Fear and Loathing in Las Vegas:Origins

The book is largely a fictionalized account of Thompson and attorney Oscar Zeta Acosta's actual trip to Las Vegas around the same time period. In real life, Thompson was to cover the Mint 400 motocross race for Sports Illustrated magazine in 1971, for which he was contracted to write photo captions. Coincidentally, he was also commissioned to cover a Las Vegas law enforcement convention for Rolling Stone magazine.

Before being asked to cover the race, Thompson was in Los Angeles, reporting on the murder of Reuben Salazar and the race riots that resulted from his death.

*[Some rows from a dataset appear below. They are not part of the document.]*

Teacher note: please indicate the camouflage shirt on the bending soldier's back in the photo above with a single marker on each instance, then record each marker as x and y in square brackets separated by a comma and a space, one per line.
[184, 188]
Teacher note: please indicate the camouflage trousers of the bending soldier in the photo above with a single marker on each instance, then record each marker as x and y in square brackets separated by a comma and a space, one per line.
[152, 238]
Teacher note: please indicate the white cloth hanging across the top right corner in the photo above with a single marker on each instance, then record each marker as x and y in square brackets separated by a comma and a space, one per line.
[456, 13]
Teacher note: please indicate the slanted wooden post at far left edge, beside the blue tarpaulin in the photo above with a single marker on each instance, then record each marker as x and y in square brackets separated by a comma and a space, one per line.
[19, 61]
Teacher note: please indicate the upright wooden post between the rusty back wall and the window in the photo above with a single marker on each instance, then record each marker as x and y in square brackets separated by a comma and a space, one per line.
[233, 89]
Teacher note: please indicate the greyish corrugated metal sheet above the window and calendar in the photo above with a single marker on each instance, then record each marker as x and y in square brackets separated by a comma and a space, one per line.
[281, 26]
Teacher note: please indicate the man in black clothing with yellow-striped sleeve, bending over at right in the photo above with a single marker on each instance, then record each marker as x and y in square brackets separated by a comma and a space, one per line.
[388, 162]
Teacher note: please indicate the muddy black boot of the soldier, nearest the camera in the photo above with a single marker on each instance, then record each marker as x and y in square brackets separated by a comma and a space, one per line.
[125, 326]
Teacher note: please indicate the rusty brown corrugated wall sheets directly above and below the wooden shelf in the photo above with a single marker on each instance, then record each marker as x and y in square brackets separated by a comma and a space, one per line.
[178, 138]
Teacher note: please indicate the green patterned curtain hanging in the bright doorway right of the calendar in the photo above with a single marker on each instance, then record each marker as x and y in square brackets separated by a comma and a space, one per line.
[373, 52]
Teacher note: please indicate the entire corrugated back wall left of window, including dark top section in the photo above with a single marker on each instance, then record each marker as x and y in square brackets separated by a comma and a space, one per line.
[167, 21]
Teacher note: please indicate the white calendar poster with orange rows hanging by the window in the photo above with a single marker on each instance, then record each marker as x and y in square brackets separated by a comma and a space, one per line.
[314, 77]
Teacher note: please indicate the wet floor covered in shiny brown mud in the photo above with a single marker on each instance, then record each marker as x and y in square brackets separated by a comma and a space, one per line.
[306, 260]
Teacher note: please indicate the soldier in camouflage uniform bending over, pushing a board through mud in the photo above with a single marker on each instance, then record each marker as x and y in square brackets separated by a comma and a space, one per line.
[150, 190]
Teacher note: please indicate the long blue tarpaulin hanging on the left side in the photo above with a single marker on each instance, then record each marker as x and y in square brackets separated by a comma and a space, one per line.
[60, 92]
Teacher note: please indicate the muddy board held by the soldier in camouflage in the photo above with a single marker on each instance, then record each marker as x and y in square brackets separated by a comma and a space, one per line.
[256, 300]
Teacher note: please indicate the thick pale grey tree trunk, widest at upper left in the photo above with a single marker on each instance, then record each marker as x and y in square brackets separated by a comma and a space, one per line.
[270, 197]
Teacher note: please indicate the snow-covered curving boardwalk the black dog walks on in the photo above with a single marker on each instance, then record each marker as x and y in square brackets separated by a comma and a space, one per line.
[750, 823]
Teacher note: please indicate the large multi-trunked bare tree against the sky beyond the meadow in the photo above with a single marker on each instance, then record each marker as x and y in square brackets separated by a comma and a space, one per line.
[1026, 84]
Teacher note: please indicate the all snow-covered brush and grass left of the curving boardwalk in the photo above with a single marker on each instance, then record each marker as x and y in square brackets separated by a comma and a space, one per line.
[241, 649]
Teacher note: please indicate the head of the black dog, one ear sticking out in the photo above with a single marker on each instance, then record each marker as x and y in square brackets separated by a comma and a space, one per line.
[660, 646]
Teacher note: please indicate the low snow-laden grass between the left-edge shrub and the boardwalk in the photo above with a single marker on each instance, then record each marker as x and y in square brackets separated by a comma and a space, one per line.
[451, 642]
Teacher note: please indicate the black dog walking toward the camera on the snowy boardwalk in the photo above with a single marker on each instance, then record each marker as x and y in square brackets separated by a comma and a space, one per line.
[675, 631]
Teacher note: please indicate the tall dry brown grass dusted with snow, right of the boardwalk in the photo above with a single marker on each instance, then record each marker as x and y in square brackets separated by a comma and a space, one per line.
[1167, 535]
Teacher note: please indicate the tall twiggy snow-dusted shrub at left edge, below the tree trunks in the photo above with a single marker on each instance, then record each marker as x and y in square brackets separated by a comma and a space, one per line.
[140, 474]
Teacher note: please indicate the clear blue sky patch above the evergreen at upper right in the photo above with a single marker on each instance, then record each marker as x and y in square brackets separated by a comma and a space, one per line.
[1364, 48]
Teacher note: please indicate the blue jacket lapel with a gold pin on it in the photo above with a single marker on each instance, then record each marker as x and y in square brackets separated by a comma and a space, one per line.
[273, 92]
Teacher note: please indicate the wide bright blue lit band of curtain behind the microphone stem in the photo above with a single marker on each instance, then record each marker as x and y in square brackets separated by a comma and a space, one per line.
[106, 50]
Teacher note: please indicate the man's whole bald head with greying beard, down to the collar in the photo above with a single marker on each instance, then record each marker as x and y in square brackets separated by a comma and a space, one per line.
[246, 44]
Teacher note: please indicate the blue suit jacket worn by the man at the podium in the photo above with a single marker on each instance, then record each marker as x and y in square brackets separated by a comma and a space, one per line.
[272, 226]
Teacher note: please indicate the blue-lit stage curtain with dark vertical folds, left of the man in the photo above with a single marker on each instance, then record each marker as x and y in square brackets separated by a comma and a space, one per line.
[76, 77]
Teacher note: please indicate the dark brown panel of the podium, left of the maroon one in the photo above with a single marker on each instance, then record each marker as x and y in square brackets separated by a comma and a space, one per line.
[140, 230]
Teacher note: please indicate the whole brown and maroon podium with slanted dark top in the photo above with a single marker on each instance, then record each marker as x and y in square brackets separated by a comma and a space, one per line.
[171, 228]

Acosta was a prominent figure in the Chicano community and therefore a natural source for Thompson's story. Finding it difficult for a Hispanic to talk openly to a white reporter in L.A.'s tense atmosphere, Thompson and Acosta decided that Las Vegas would be a more comfortable place to work on the story. Thompson later wrote the majority of Fear and Loathing in a hotel room in Arcadia, California during his spare time while he finished writing the Salazar story for Rolling Stone (later published as Strange Rumblings in Aztlan) .

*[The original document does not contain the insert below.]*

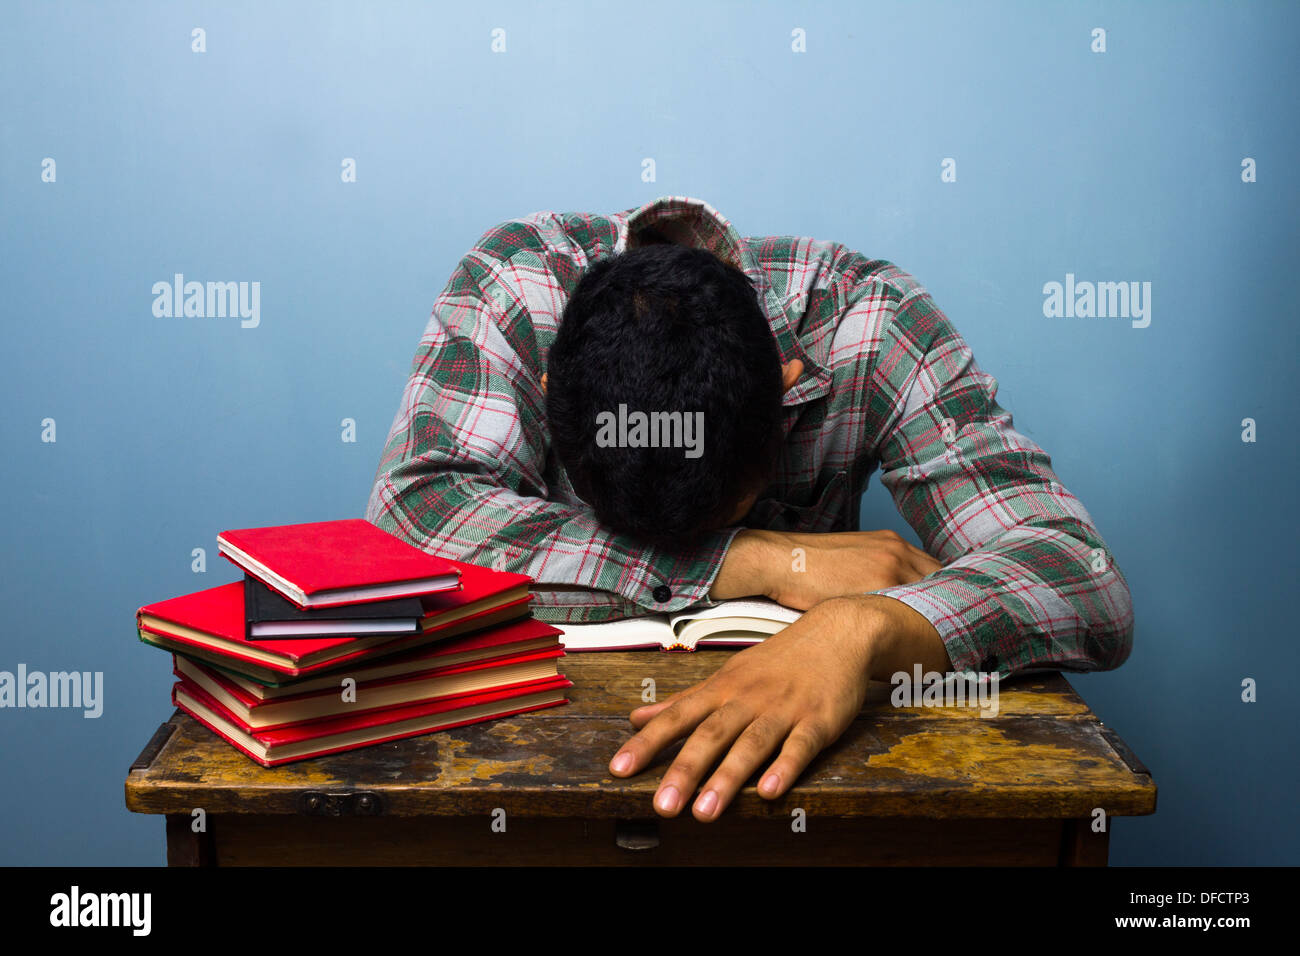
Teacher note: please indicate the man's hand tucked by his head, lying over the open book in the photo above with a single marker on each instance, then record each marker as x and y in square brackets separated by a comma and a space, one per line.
[803, 570]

What was intended as a 250-word photo-captioning job/road trip snowballed into a novel-length feature for Rolling Stone magazine in November 1971. The text was eventually published as Fear and Loathing in Las Vegas. The novel was heralded as the "best book on the dope decade" by the New York Times and a "scorchingepochal sensation" by author Tom Wolfe.

In the book The Great Shark Hunt, Thompson refers to Fear and Loathing in Las Vegas as "a failed experiment in gonzo journalism," a guerrilla style of reporting that Thompson championed and publicized throughout his career. Allegedly based on William Faulkner's idea that "the best fiction is far more true than any kind of journalism — and the best journalists know this," it blends storytelling, fiction, and traditional journalism.

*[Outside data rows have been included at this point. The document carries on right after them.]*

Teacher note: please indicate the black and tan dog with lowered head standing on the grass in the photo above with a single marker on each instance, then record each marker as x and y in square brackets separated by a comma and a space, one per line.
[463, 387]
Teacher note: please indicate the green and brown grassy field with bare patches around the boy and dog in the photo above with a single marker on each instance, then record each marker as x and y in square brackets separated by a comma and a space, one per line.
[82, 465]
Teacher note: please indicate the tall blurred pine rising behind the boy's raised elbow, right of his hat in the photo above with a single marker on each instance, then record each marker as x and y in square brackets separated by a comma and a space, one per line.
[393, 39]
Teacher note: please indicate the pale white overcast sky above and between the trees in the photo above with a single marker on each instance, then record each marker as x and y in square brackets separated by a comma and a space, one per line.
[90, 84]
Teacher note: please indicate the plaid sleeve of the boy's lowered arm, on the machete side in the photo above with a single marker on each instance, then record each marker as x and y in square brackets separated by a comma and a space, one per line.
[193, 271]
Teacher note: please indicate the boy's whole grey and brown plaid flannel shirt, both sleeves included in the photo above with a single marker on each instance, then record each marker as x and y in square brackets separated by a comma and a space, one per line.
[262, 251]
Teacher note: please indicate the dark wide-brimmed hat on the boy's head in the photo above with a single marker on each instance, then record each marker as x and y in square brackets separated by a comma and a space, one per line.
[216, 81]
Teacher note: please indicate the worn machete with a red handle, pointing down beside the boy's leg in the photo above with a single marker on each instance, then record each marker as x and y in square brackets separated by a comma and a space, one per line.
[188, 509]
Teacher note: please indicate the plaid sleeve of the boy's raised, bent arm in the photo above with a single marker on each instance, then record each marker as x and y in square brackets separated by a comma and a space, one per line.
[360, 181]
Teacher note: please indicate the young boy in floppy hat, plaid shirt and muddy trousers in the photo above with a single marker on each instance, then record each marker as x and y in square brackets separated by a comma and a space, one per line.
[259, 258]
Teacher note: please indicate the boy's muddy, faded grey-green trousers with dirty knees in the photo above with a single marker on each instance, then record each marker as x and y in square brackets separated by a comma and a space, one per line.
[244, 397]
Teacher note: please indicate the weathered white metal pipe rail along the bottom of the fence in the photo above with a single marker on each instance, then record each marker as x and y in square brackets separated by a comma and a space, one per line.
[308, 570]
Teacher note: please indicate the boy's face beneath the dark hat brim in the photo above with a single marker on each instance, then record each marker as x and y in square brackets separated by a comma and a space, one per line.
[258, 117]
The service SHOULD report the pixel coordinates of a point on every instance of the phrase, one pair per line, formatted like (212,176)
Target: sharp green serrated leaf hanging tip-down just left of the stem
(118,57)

As is true with most of Thompson’s writing, much of the book is based on actual events, however Thompson altered the details to such a degree that the work could easily be considered fiction. For example, the novel describes Duke attending both the motorcycle race and the narcotics convention within a few days time. In real life, both events did indeed take place in Las Vegas 1971, although they took place almost a month apart. For Thompson to have attended both, he would have likely had to leave Las Vegas for a number of weeks and then come back, severely compromising the frenzied premise of the novel.